5. EPILOGUE Naturally, a thinking model for digital libraries can never be wholly comprehensive. Or, as a colleague once said, when I entered happily with my newest visualisation: ‘You do realise this is just a model, not the world?’ It is a wise remark, reminding us that a model is only useful to serve our understanding of the world, not to rule it. With that caveat, I think it can help address the challenges all intermediaries in the content chain are experiencing. If you know what it is you are actually doing, the how you might best achieve this will be less hard to think out. That makes it possible to focus on things that will serve you in the long term instead of being swamped by the short-term problems.

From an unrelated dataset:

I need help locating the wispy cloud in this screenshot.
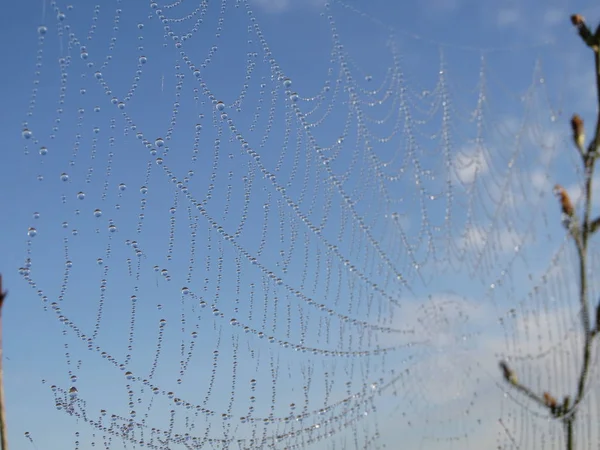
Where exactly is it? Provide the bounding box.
[252,0,326,14]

As intermediaries, we serve the Holy Trinity of Communication. It is a world of shifting sands and moving floodlines, exciting, everchanging, but rooted in the firm soil of connecting minds.
6. ACKNOWLEDGMENTS I would like to thank Lily Knibbeler, without whom the model would have never reached its present form, and several colleagues at the Koninklijke Bibliotheek who have shared their insights and comments. In preparing this paper, Adriaan van der Weel and Marco de Niet have been very helpful by commenting on earlier stages.